# Detecting language of the text within the entities

* Author: docai-incubator@google.com

## Disclaimer

This tool is not supported by the Google engineering team or product team. It is provided and supported on a best-effort basis by the **DocAI Incubator Team**. No guarantees of performance are implied.


## Objective

This tool facilitates the detection of language codes within text entities by aligning token text anchors with entity text anchors. Subsequently, a new attribute named "detectedLanguages" is integrated into the generated JSON file. This allows users to conveniently access the language code associated with each entity directly within the JSON output.


## Prerequisites
* Vertex AI Notebook

## Step by Step procedure 

### 1.Importing Required Modules

In [None]:
!wget https://raw.githubusercontent.com/GoogleCloudPlatform/document-ai-samples/main/incubator-tools/best-practices/utilities/utilities.py

In [None]:
from google.cloud import documentai_v1beta3 as documentai
from google.cloud import storage
from typing import Any, Dict, List, Optional, Sequence, Tuple, Union
from pathlib import Path
import json
from utilities import (
    file_names,
    documentai_json_proto_downloader,
    store_document_as_json,
)

### 2.Setup the inputs
* `gcs_input_path` : It contains the input jsons bucket path. 
* `gcs_output_path` : It contains the output bucket path where the updated jsons after adding the attribute will be stored.


In [None]:
gcs_input_path = "gs://{input_bucket_name}/{subfolder_name}/"  # '/' should be provided at the end of the path.
gcs_output_path = "gs://{output_bucket_name}/{subfolder_name}/"  # '/' should be provided at the end of the path.
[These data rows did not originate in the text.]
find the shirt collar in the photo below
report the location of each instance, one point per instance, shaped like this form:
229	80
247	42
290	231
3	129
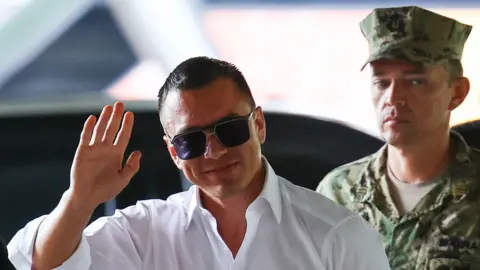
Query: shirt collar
270	192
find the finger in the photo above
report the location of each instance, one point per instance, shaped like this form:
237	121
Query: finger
99	130
114	123
131	166
125	132
87	130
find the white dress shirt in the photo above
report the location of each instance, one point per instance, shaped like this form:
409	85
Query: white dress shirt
288	228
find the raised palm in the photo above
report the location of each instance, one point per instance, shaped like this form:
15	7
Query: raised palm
97	173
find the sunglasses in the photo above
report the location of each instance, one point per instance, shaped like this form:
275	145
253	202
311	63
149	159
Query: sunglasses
230	133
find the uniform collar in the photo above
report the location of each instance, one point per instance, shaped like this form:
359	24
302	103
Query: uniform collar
459	178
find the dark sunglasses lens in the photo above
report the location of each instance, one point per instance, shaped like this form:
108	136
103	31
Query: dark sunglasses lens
233	133
190	145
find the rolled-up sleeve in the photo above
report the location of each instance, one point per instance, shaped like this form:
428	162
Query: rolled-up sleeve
121	236
20	249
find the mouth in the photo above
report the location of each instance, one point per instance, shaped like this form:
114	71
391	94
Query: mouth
392	119
222	168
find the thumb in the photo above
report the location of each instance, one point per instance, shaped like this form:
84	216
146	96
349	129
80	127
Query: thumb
131	166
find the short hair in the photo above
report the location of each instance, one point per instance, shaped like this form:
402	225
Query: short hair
455	70
198	72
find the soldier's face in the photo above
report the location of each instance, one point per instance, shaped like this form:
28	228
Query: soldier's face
412	104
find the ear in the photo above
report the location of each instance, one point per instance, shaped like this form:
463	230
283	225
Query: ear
171	150
460	87
260	125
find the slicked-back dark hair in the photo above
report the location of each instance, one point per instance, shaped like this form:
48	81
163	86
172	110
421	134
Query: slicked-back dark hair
198	72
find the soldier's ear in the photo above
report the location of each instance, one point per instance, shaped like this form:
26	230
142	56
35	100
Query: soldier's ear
460	87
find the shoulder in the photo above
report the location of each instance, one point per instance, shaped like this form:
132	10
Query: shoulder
144	214
313	208
337	184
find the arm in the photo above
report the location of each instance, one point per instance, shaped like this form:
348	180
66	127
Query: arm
60	233
97	175
354	244
123	236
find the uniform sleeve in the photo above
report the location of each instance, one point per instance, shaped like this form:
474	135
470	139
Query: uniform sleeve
354	244
120	236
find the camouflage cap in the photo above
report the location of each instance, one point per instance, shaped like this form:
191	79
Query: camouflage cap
413	34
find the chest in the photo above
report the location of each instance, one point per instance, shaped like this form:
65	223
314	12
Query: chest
446	237
202	248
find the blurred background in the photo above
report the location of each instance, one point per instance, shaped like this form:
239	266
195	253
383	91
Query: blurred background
61	60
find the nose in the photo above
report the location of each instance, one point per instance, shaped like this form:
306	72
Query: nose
394	94
215	149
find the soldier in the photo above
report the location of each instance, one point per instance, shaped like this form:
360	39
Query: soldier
421	190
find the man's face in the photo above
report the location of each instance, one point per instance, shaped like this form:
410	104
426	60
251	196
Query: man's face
221	171
412	104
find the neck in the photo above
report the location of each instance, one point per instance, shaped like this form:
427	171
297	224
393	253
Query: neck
422	162
231	210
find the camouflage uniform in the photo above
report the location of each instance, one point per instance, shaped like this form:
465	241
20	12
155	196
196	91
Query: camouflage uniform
443	230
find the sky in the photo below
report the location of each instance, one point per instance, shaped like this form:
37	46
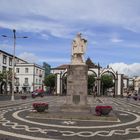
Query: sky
111	27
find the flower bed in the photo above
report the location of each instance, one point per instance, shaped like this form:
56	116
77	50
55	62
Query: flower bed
23	97
40	107
103	110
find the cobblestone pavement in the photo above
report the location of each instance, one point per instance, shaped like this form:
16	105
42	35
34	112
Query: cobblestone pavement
20	122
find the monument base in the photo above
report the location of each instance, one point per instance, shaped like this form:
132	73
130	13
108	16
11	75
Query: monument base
76	109
76	98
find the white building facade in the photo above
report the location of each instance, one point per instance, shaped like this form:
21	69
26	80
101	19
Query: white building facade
29	77
6	61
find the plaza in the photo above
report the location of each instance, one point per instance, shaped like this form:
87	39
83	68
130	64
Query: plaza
18	121
69	70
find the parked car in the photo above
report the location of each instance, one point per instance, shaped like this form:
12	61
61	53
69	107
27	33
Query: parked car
38	93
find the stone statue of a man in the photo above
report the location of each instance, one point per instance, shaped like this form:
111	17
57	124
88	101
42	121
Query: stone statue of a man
78	49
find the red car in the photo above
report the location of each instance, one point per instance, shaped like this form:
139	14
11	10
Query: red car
38	93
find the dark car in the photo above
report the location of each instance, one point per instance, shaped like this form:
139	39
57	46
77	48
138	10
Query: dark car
38	93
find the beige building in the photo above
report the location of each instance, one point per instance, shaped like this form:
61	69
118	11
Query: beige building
28	77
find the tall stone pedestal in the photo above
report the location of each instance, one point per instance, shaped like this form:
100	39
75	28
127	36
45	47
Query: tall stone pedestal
76	99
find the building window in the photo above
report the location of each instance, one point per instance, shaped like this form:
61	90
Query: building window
26	80
4	59
36	71
36	81
10	61
26	70
4	68
17	70
10	69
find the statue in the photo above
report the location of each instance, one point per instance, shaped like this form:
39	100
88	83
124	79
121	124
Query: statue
78	49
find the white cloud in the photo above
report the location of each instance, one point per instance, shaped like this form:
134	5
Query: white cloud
29	57
116	40
127	69
62	17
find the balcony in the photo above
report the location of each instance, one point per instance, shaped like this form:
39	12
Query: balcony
26	84
40	75
17	84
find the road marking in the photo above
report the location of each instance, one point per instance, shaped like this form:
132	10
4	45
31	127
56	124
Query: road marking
23	136
15	115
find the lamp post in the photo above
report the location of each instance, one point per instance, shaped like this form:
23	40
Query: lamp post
14	62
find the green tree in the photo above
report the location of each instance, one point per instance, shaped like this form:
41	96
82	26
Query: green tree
50	82
1	76
107	82
91	83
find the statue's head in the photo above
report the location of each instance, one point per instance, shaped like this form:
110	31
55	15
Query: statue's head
79	34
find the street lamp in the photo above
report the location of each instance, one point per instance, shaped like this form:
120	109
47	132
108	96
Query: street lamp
13	73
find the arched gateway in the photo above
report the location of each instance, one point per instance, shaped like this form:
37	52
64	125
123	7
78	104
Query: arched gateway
61	73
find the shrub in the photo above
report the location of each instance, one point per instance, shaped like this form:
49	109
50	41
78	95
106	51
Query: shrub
40	107
103	110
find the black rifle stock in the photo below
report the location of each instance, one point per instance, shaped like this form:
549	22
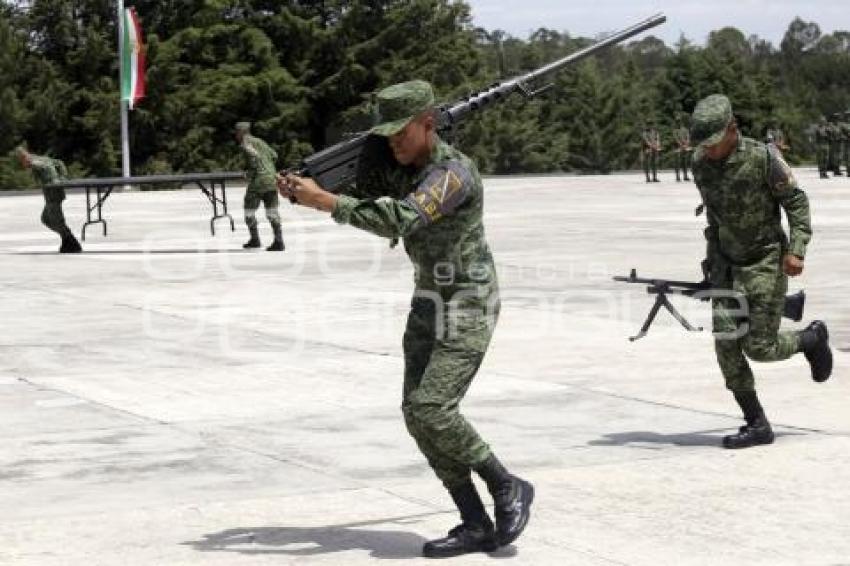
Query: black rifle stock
339	166
792	309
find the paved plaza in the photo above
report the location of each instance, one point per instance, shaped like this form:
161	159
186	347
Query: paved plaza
167	398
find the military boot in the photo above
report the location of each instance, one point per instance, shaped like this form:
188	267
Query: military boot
751	434
70	245
277	244
512	498
254	242
814	343
474	534
463	539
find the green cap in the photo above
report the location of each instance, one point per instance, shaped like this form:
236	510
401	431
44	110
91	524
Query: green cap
400	103
710	120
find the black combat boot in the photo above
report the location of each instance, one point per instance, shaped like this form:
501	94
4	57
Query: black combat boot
512	497
70	245
254	242
277	244
474	534
814	343
757	430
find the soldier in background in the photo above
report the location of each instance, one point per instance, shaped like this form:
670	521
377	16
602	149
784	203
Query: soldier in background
776	137
48	171
844	127
822	144
834	157
650	148
260	165
682	137
749	257
453	312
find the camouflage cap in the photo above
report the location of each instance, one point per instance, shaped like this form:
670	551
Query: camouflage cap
400	103
710	120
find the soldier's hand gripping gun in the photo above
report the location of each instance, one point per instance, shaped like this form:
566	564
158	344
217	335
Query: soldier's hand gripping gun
793	308
353	162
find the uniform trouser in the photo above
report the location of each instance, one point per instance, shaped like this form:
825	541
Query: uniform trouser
682	163
754	334
823	158
52	215
650	162
441	358
252	203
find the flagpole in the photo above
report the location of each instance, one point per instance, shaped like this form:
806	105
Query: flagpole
125	138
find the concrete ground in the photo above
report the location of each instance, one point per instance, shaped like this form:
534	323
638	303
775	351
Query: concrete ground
168	399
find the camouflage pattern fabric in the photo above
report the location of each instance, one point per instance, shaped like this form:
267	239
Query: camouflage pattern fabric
649	141
834	155
745	246
252	202
455	303
260	164
844	128
822	143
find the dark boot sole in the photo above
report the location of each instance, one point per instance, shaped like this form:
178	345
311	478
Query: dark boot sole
488	546
528	498
759	442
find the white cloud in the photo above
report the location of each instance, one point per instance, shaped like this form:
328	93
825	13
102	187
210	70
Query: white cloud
695	18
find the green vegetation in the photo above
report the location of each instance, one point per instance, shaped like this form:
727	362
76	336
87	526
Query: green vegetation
302	72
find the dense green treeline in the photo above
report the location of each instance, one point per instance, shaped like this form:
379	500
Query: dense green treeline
302	71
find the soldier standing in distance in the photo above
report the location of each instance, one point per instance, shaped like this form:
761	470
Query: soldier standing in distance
822	143
844	127
683	149
453	312
834	132
744	184
47	171
650	147
260	162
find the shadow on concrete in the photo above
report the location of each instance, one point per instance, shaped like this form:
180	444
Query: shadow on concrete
700	438
312	541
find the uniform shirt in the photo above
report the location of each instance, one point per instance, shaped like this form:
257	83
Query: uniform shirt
440	221
743	194
47	170
821	133
260	164
651	140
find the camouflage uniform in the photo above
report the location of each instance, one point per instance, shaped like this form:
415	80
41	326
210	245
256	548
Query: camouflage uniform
683	151
822	143
834	156
47	171
651	144
454	307
844	127
260	166
435	205
743	195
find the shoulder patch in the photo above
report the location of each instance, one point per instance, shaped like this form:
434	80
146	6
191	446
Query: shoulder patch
442	191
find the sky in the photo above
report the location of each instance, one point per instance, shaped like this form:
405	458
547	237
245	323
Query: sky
695	18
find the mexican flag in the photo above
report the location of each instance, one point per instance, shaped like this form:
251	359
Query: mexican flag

### 3.Run the required functions

In [None]:
def get_detected_languages_for_entities_with_multiple_segments(
    document_json: dict,
) -> dict:
    """
    Extracts detected languages for each entity in a document based on overlapping text segments with tokens.

    Args:
        document_json (dict): The JSON representation of the document, containing entities, pages, and tokens.

    Returns:
        dict: The updated document JSON with detected languages added to each entity.
    """
    for entity in document_json["entities"]:
        detected_languages = set()  # Using a set to avoid duplicate languages

        try:
            # Iterate over each text segment of the entity
            for segment in entity["textAnchor"]["textSegments"]:
                entity_start_index = segment.get("startIndex", "0")
                entity_end_index = segment.get("endIndex", "0")
                # print(entity_start_index,entity_end_index)

                # Iterate through each page and each token in the document
                for page in document_json["pages"]:
                    for token in page["tokens"]:
                        # print(token.layout.text_anchor.text_segments)
                        token_start_index = token["layout"]["textAnchor"][
                            "textSegments"
                        ][0]["startIndex"]
                        token_end_index = token["layout"]["textAnchor"]["textSegments"][
                            0
                        ]["endIndex"]

                        # Check if the entity's text segment overlaps with the token's text anchor
                        if (
                            entity_start_index >= token_start_index
                            and entity_end_index <= token_end_index
                        ) or (
                            token_start_index >= entity_start_index
                            and token_end_index <= entity_end_index
                        ):
                            # If there's an overlap, add the detected languages to the set
                            # print("Hi")
                            for language in token["detectedLanguages"]:
                                detected_languages.add(language["languageCode"])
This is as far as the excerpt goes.